The debate whether there can be AQIS reforms without the loss of the 40% rebate for export certification is not a chicken and egg issue, according to The Nationals Senator Ron Boswell.
The Senate last night voted to disallow a regulation that would have seen the abolition of the Government’s 40% contribution to export certification.
“The Government offered an extra $20 million for the one year reform process, but this was unsatisfactory and still would not have even covered transitional costs to the most affected industries,” Senator Boswell said.
“We were told by the meat industry that reforms would take at least 2 years to roll out and other industries said up to 5 years and so the extra money that was allocated until 2010 would not have been sufficient to aid industry to adjust.”
“Despite attempts by the government to throw money at the problem, the fundamental issue of export certification costs will only be solved by making AQIS operations more efficient.”
“It would have been a tremendous leap of faith by industry to place their trust in Government to honour a reform process when at no stage did the Minister Tony Burke sign off a single AQIS reform.”
“The important fact that has been lost in the whole debate on AQIS reforms is that the reforms by themselves save Government and industry money,” Senator Boswell said.
“The very suggestion by government that any reform process is linked to the loss of the rebate is simply the Rudd Government holding a gun to the head of industry. This is not a chicken and egg argument. The efficiencies can be put in place even though the rebate is still in place.”
“Government should be looking at efficiencies before they look at adding costs on to industry. There are so many glaring examples of AQIS costs being unreasonable for the service they provide.”
Senator Boswell said “registration fees for a Game Meat Abattoir that has risen from $0.00 to $50,580, which, according to the industry, in return they get a registration number held inside a filing cabinet.”
“The reason that we actually have a rebate system is because of the inefficiencies of government in its monopoly supply of export certification services.”
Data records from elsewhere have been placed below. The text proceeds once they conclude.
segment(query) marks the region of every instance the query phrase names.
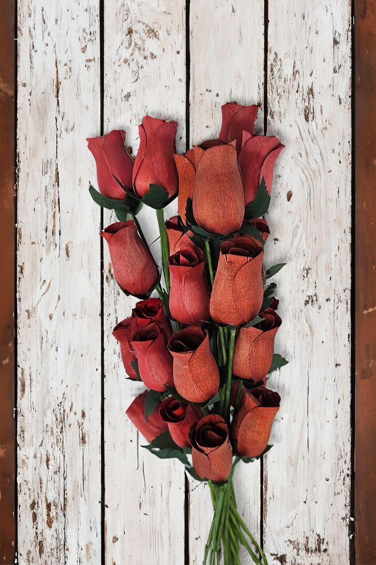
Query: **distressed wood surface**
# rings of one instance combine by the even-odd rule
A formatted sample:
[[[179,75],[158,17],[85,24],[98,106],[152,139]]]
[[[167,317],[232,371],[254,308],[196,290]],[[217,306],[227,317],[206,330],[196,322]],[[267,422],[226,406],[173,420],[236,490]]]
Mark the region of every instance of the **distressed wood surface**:
[[[19,563],[100,562],[99,2],[18,3]]]
[[[290,363],[266,458],[271,563],[349,563],[351,205],[350,1],[269,1],[268,134],[286,145],[268,214],[267,266]],[[283,220],[282,219],[283,219]]]
[[[190,145],[218,137],[220,107],[229,101],[262,107],[258,129],[262,132],[264,99],[264,2],[192,0],[190,10]],[[250,33],[250,30],[252,30]],[[245,64],[245,62],[246,64]],[[259,539],[259,462],[239,466],[235,475],[240,510]],[[189,479],[189,557],[201,563],[210,528],[212,510],[207,485]],[[247,554],[241,551],[242,562]]]
[[[125,129],[134,153],[138,125],[150,114],[179,122],[177,149],[185,149],[185,3],[183,0],[104,4],[104,129]],[[176,213],[176,204],[165,211]],[[148,242],[158,237],[155,212],[138,216]],[[108,211],[104,224],[116,218]],[[151,250],[161,264],[160,242]],[[115,324],[137,301],[119,292],[104,249],[106,562],[175,565],[184,562],[184,477],[178,462],[157,459],[125,415],[145,387],[126,380]]]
“AQIS is the monopoly supplier in some of our most important markets. They have to be because for a lot of products, markets such as Japan, USA and Korea will not accept our product unless it comes from a government inspector.”
“The exporter cannot pass any extra costs on to the global market, because international buyers will just go elsewhere. Instead those costs will be passed on to the producer who can ill afford the lost income.”
The Australian Meat Industry Council (AMIC) Chairman Gary Burridge told the Senate inquiry last week that, “industry has no way of off-setting the cost increases unless we pass them back to primary producers.”